De plus, des corridors de transport doivent être créés pour le commerce et le matériel d'aide. Des zones économiques spéciales doivent également être établies dans les pays européens voisins, dans lesquelles les réfugiés et les entreprises ukrainiens ont la possibilité de travailler.
Dans les premières années d'après-guerre, c'est l'approvisionnement de base qui a constitué la part du lion du plan Marshall. Les auteurs du CEPR supposent qu'il en sera autrement pour l'Ukraine: la moitié de la surface du pays peut servir à cultiver des céréales. L'Etat pourrait ainsi très bien subvenir à ses propres besoins.
La reconstruction des maisons, des usines, de l'approvisionnement en énergie et de l'infrastructure peut donc être accélérée. Au cours de la première phase, il est essentiel que le Fonds monétaire international fournisse une aide financière d'urgence, garantisse la stabilité des prix et empêche la monnaie nationale ukrainienne, la hryvnia, de continuer à s'effondrer.
La reconstruction de l'Ukraine coûtera cher. Les économistes du CEPR estiment que cela devrait coûter entre 200 milliards et 2000 milliards de dollars. A titre de comparaison, l'ensemble du pays génère 748 milliards de dollars en un an (PIB 2020).
Pour savoir comment réunir cet argent, l'étude énumère différentes sources de financement comme la Banque mondiale, la Banque européenne pour la reconstruction ou encore des accords bilatéraux avec des pays partenaires européens et les Nations unies, ainsi que l'UE. Les donateurs privés ont également pris de l'ampleur.

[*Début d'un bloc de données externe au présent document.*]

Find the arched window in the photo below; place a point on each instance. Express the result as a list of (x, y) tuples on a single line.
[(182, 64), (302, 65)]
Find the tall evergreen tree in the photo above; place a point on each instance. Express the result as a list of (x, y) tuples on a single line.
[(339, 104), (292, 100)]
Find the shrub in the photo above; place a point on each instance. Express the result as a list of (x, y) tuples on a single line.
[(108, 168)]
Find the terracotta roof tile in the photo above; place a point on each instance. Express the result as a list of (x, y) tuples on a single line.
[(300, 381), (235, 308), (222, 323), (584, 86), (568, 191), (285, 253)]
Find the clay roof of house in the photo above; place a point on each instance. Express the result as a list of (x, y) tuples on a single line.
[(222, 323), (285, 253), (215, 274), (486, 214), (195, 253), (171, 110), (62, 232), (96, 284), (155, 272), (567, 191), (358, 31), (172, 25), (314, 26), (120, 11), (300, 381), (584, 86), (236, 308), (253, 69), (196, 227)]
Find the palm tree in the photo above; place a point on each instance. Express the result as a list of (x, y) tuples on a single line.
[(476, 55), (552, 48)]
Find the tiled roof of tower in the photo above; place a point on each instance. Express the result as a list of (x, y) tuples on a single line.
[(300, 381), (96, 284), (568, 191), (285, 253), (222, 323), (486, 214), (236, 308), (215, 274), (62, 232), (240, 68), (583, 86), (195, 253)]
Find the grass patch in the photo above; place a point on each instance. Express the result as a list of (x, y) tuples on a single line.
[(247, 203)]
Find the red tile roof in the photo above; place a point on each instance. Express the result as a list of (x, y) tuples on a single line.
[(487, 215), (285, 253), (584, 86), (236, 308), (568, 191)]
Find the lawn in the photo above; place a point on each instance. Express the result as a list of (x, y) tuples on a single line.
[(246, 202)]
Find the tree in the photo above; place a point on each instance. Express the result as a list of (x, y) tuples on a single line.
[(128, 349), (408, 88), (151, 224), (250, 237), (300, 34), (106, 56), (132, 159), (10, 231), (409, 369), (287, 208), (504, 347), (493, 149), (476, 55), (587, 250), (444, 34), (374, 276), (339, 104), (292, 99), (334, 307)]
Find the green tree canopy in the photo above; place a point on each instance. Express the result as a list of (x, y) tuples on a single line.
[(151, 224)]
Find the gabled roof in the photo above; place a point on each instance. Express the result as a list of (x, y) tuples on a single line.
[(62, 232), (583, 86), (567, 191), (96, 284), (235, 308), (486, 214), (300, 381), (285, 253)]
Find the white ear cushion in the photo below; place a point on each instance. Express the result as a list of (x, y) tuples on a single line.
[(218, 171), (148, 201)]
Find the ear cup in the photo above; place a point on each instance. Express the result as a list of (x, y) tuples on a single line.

Il est aussi suggéré de prélever une taxe de pénalité sur les exportations russes et d'affecter les recettes à la reconstruction. Il en serait de même pour une partie des avoirs russes gelés.
La provenance de l'argent ne sera qu'un détail: les membres pro-russes des institutions donatrices ne doivent en aucun cas avoir une influence sur le programme d'aide, estiment les économistes.
Comme l'Ukraine ne peut pas se permettre de s'endetter davantage, l'aide doit consister, comme dans le plan Marshall, en des prêts et des garanties plutôt qu'en des crédits. Cela permettrait d'éviter une crise de la dette.
L'organisation de la reconstruction est un défi encore plus grand que les coûts. L'aide à l'Ukraine devrait être coordonnée par une nouvelle autorité indépendante chargée de la reconstruction. Elle devrait être autorisée par l'UE et indépendante des différents Etats.
Parallèlement, cette autorité devrait se coordonner étroitement avec le gouvernement ukrainien. Les auteurs précisent qu'il est extrêmement important que l'Ukraine puisse s'identifier aux projets du programme. Kiev doit pouvoir évaluer et faire valoir les besoins et les intérêts des différentes régions.
L'Ukraine ne doit pas simplement être reconstruite, elle doit être améliorée. Les éléments constitutifs sont la modernisation, la libéralisation, l'adhésion à l'UE et l'abandon des vestiges de l'époque soviétique.
Les villes ukrainiennes détruites doivent être reconstruites à l'identique et équipées de bâtiments et de systèmes de transport modernisés. Un meilleur réseau de transport à l'intérieur de l'Ukraine rendrait le pays moins dépendant des routes navigables. Le blocus de la marine russe a montré à quel point l'Ukraine est dépendante de la voie maritime.
L'approvisionnement en énergie ne doit plus être le même. L'Ukraine devrait à l'avenir pouvoir se passer complètement des énergies fossiles en provenance de Biélorussie et de Russie. Le plan est que le pays fasse partie du réseau européen d'électricité et de gaz.
A l'instar de la Pologne, les marchés ukrainiens doivent être libéralisés. Le pouvoir économique et politique doit être décentralisé. Il est également prévu de privatiser les deux plus grandes banques d'Ukraine.
L'Etat ukrainien doit en outre adhérer à l'UE. Cela faciliterait l'afflux de capitaux étrangers. L'étude propose que l'Agence pour la reconstruction cesse ses activités dès l'adhésion de l'Ukraine à l'Europe.